Otros recursos útiles:
- El test del pollo a la plancha: si lo comerías, es hambre fisiológica. Si solo piensas en dulces o comida rápida, probablemente es emocional.
- La pausa de un minuto: antes de lanzarte, pregúntate dónde lo sientes, si en el estómago (físico) o en el pecho y la cabeza (emocional). Este pequeño alto ya cambia la decisión.
- Comer con atención: plato, silla, cubiertos y sin móvil. Masticar despacio, notar texturas y sabores y parar cuando el placer empieza a bajar.
- Bitácora corporal: anotar durante una semana qué comiste, cómo llegaste (desde el hambre física o desde la emoción) y cómo te sentiste después. Eso te ayuda a dibujar tu propio mapa de señales.

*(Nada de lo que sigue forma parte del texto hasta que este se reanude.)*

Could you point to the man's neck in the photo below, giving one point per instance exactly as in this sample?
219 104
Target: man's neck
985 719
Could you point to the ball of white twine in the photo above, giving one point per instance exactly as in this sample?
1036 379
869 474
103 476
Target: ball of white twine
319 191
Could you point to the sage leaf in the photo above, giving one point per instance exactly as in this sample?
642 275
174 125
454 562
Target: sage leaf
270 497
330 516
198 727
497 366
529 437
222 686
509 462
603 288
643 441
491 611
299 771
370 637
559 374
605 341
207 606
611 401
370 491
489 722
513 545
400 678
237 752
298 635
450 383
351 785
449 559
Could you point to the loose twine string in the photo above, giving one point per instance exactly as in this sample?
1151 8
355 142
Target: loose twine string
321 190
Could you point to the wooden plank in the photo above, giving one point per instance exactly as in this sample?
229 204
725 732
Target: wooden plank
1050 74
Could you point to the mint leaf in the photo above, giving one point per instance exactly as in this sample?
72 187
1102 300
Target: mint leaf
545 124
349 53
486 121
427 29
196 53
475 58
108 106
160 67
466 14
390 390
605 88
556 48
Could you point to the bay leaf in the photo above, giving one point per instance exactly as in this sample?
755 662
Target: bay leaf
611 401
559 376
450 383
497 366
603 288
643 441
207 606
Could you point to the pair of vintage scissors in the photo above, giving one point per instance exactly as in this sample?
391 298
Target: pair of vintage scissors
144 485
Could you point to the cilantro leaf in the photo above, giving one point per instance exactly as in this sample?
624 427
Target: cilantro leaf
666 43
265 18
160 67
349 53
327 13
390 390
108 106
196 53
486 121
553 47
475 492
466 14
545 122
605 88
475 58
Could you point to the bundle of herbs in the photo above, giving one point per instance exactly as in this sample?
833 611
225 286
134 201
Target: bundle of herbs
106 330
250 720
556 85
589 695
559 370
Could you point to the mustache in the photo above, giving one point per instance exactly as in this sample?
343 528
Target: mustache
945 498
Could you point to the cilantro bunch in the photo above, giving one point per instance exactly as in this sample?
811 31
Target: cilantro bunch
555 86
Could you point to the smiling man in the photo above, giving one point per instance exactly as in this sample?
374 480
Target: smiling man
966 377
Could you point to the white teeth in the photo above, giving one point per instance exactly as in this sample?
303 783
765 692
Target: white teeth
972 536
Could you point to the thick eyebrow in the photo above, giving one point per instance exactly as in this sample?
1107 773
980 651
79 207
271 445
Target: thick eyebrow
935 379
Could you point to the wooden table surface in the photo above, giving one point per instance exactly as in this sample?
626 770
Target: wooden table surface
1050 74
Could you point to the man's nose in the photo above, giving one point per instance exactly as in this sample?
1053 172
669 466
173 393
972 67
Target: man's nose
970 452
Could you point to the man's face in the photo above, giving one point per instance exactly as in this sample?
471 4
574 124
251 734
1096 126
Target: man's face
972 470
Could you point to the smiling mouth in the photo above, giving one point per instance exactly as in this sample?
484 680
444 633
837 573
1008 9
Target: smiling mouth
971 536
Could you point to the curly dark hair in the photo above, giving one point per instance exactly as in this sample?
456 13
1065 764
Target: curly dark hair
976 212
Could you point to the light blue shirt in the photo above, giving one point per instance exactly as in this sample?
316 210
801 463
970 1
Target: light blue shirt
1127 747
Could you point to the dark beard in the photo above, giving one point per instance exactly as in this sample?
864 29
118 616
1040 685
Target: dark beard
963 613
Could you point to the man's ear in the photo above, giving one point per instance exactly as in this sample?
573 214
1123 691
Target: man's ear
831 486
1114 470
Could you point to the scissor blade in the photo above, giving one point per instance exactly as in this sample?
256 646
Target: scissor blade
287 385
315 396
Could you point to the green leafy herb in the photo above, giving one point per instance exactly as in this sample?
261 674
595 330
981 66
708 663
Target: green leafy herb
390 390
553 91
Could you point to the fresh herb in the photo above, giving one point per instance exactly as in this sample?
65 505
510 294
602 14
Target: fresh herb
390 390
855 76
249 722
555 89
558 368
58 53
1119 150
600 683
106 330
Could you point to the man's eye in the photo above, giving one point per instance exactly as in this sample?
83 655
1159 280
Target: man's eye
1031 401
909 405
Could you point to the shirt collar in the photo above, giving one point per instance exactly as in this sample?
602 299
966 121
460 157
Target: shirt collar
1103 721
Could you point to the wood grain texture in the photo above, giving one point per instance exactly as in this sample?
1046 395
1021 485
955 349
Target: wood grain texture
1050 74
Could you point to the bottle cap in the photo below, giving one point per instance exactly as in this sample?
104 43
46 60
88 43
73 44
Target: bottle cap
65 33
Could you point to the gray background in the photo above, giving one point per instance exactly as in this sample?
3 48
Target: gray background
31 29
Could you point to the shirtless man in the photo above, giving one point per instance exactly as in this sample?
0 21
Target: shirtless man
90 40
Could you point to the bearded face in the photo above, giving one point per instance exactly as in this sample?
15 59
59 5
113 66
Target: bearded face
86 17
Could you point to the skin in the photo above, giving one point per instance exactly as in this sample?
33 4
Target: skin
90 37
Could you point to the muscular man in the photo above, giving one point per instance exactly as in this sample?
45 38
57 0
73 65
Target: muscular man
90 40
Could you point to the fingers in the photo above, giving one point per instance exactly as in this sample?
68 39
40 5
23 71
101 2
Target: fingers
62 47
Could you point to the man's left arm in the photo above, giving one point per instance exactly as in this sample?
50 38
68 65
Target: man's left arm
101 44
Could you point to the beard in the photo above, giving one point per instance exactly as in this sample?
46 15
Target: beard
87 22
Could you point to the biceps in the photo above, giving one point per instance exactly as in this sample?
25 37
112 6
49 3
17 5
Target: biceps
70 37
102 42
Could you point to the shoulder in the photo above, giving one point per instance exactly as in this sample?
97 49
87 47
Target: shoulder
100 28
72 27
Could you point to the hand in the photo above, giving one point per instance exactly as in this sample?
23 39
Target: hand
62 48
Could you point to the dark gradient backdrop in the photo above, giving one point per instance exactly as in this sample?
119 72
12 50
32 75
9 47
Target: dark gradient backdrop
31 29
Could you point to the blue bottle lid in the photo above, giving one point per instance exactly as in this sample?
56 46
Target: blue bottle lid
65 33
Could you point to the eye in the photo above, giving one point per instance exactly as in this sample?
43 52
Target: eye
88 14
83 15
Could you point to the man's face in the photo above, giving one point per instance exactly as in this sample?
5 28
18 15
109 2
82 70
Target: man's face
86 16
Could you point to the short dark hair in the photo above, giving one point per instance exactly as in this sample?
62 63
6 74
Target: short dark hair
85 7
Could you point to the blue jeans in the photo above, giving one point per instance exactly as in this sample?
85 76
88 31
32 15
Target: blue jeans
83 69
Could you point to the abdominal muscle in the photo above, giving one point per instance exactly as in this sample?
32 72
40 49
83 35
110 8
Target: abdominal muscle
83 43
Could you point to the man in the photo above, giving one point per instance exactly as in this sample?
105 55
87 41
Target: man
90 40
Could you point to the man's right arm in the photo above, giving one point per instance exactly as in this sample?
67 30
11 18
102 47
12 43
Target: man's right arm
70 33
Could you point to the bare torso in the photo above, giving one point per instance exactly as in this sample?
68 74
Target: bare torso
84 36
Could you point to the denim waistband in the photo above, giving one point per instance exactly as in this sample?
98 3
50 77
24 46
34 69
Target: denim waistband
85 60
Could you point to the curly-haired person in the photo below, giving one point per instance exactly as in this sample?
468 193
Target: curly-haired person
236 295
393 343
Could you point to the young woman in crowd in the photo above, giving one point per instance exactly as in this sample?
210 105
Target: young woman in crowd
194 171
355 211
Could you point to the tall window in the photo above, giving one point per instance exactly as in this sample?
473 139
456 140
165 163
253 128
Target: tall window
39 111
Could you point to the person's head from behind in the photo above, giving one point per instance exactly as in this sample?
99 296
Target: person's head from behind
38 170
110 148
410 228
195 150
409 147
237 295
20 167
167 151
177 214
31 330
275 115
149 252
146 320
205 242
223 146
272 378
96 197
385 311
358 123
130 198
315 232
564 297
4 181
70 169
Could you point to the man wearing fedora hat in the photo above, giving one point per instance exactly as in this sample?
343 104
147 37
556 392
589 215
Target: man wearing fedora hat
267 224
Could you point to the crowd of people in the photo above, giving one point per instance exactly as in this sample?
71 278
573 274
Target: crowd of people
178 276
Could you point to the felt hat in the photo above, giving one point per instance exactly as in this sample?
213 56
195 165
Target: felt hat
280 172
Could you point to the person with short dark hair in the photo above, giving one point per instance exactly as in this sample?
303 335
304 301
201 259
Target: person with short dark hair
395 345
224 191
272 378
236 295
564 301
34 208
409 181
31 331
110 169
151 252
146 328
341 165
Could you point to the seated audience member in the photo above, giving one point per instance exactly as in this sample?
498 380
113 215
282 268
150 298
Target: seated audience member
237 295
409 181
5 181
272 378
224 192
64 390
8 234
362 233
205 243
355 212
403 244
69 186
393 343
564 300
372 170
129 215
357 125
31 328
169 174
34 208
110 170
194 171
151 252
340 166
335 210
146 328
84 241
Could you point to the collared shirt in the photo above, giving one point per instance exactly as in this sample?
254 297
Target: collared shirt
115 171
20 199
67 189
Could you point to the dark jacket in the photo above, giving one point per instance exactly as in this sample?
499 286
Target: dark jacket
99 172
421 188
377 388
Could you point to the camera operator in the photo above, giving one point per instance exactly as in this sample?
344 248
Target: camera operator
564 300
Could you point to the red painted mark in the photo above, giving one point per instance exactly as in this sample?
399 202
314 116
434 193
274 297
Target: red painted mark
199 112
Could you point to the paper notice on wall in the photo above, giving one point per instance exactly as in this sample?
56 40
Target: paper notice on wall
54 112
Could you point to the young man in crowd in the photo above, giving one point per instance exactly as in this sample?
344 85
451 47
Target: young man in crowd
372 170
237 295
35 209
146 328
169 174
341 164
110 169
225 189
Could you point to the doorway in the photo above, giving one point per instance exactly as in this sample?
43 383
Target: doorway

El cuerpo siempre habla; lo difícil no es que dé señales, es que lo hemos acostumbrado a vivir con el volumen bajado. Escuchar es subirle el volumen otra vez.
"El disfrute también es equilibrio: comer verduras porque te sientan bien y pizza porque te apetece compartirla"
¿Qué papel juega el disfrute en una alimentación equilibrada?
El disfrute no es un extra, es parte de la salud. Comer sin placer es como dormir sin descansar: cumple la función biológica, pero te deja vacía. El disfrute activa el sistema de recompensa del cerebro, reduce la ansiedad y ayuda a que la relación con la comida sea sostenible a largo plazo.
El problema es que nos han vendido que el placer es peligroso: que si disfrutas, “te vas a descontrolar”. Y es justo al revés: cuando eliminas el disfrute, lo que generas es más ansiedad y, tarde o temprano, el atracón.
Si te comes un helado tranquila, lo disfrutas y sigues con tu día. Pero si lo conviertes en pecado, pasas tres días negociando mentalmente: primero lo evitas, luego lo devoras y después te castigas. No es el helado lo que daña, es la culpa que le cuelgas encima.
El disfrute también es equilibrio: comer verduras porque te sientan bien y pizza porque te apetece compartirla. No se trata de que cada bocado sea un festival, pero sí de que en tu alimentación exista espacio para el placer. Porque sin disfrute, comer se convierte en una lista de deberes… y nadie sostiene una vida de deberes eternos.